AMH Reference ranges


AMH levels do not change significantly throughout the menstrual cycle and decrease with age. Healthy women, below 38 years old, with normal follicular status at day 3 of the menstrual cycle, have AMH levels of 2.0 – 6.8 ng/ml   (14.28 – 48.55 pmol/L). High levels are found in patients with PCOD.

Ovarian Fertility Potential         pmol/L              ng/mL

Optimal Fertility                            28.6 - 48.5          4.0 - 6.8
Satisfactory Fertility                    15.7 - 28.6           2.2 - 4.0
Low Fertility                                    2.2 - 15.7             0.3 - 2.2
Very Low / undetectable           0.0 - 2.2               0.0 - 0.3
High Level                                        > 48.5                  >6.8 


 AMH levels do not vary with the menstrual cycle and can be measured independently of the day of the menstrual cycle.

AMH can be used for

1.       Evaluating Fertility Potential and ovarian response in IVF – Serum AMH levels correlate with the number of early antral follicles. This makes is useful for predicting your ovarian response in an IVF cycle. Women with low AMH levels are more likely to be poor ovarian responders.

2.       Measuring Ovarian Aging – Diminished ovarian reserve, is signaled by reduced baseline serum AMH concentrations. Women with poor ovarian reserve who have entered the oopause have low levels of AMH. However, this is a new test, and is still not easily available.


AMH versus FSH

The old standard for ovarian reserve testing was the Day 3 FSH level.

However, the FSH level is not as reliable as the AMH level for 3 reasons.

1.       The FSH level varies according to the cycle dates

2.       It depends upon the estradiol level ( a high estradiol level will artificially suppress a high abnormal FSH level into the normal range)

3.       It varies from cycle to cycle, so is not always reliable or dependable

An AMH level is a much better marker for ovarian reserve. It is much more stable than the FSH level and does not vary from cycle to cycle. Even better, it can be measured on any day of the cycle! This is why most infertility specialists today use AMH to check ovarian reserve, rather than the old FSH level.

One confusing thing about AMH is that there are at least 2 scales out there and innumerable clinic definitions of what is "normal" - it depends on which assay they use and which study!  One scale is ng/ml and one is pmol/l.  The pmol/l scale runs from 0 to about 48; the ng/ml runs from about 0-10.  On the ng/ml scale, less than 2ng/ml is considered to be low. 

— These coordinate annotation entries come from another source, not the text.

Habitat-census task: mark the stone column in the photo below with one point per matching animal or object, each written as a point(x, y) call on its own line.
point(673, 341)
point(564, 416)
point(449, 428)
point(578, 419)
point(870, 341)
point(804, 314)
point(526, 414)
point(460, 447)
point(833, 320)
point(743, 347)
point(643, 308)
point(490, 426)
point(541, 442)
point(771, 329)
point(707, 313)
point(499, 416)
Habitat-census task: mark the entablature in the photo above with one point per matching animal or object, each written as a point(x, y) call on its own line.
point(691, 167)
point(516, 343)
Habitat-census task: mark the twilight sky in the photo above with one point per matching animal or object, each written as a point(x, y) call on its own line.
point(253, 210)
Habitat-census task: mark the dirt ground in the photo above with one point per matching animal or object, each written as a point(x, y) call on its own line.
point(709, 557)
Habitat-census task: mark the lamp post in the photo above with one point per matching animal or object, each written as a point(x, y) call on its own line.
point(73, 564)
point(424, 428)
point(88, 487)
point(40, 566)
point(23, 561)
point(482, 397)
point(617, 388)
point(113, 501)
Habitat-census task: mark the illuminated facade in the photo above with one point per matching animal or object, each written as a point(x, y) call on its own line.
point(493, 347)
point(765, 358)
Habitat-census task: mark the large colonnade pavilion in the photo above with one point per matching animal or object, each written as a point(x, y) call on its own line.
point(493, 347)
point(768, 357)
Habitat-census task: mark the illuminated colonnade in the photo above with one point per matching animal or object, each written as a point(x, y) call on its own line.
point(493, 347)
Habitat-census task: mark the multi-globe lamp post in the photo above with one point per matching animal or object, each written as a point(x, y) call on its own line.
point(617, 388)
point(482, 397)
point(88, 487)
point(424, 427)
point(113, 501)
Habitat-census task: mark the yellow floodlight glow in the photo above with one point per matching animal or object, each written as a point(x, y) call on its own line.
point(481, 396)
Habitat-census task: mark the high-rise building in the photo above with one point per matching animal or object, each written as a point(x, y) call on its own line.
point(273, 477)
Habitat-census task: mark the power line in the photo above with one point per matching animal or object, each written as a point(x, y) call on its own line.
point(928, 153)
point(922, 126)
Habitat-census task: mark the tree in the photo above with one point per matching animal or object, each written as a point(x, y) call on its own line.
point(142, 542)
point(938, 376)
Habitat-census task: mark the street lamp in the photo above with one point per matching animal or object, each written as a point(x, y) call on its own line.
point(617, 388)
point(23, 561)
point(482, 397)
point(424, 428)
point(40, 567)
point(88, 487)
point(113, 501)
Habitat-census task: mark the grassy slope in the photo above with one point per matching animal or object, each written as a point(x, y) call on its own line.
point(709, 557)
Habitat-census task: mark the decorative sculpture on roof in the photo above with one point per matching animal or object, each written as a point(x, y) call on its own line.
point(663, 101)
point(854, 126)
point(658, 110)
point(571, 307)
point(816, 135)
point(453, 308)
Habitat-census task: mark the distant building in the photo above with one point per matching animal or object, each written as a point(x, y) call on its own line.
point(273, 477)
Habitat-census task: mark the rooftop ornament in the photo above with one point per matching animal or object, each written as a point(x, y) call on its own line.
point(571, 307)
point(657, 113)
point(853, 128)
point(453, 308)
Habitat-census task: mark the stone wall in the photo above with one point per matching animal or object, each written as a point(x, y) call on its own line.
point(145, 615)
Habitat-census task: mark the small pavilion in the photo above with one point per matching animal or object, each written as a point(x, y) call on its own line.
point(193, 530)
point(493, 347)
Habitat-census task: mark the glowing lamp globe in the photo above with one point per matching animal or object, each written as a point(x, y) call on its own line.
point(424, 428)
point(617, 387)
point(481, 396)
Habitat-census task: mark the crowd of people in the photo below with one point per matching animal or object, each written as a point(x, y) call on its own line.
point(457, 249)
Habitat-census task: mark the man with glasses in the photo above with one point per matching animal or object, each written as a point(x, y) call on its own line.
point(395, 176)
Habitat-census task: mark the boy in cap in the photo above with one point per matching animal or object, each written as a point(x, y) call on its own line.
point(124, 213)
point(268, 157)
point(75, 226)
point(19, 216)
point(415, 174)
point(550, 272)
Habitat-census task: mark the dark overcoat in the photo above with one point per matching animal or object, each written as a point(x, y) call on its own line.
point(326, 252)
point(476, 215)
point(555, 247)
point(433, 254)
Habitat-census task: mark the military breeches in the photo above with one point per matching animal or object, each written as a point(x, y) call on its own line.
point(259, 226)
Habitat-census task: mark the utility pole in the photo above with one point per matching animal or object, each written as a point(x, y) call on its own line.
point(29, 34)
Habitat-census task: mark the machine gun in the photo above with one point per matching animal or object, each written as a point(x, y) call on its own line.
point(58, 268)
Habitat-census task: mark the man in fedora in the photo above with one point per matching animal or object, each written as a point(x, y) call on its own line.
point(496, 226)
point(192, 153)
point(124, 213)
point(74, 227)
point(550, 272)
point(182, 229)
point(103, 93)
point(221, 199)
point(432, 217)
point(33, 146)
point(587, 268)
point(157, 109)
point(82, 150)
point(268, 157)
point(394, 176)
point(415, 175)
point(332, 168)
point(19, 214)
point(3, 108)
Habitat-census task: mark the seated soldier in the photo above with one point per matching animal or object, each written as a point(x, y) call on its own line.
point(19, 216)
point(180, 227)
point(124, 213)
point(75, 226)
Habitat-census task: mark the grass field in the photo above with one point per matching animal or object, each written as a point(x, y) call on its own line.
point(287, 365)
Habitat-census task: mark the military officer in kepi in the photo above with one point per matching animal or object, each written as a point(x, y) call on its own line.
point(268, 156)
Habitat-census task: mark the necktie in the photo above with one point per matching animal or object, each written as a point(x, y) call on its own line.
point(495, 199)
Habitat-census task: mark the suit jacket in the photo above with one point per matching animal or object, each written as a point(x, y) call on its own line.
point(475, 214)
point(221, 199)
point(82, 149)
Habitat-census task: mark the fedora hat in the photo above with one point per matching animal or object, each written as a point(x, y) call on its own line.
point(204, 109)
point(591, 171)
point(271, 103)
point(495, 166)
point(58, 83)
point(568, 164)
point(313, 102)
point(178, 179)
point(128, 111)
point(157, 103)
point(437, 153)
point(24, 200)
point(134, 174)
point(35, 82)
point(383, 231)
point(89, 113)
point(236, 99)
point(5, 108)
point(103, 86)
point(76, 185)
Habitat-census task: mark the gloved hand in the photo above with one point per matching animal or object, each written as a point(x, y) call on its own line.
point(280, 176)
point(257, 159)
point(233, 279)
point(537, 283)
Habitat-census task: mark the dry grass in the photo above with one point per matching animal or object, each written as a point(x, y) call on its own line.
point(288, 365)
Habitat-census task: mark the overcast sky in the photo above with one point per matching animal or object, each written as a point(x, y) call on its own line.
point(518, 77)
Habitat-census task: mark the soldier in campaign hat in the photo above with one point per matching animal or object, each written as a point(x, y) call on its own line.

An AMH level can also be very useful for young women who want to postpone childbearing and want to check their fertility. Many women these days are postponing having a baby in order to pursue a career. The good news is that while usually fertility does not decline too much until the age of 32, for some women the decision to postpone childbearing can prove to be one they bitterly regret later on. Fertility does decline as a woman grows older, and the problem is that it is not possible to predict the rate of decline for an individual woman. Most women are lulled into a false sense of security if they have regular period, because they assume that if their periods are regular, this automatically means that their egg quality if enough for them to make babies!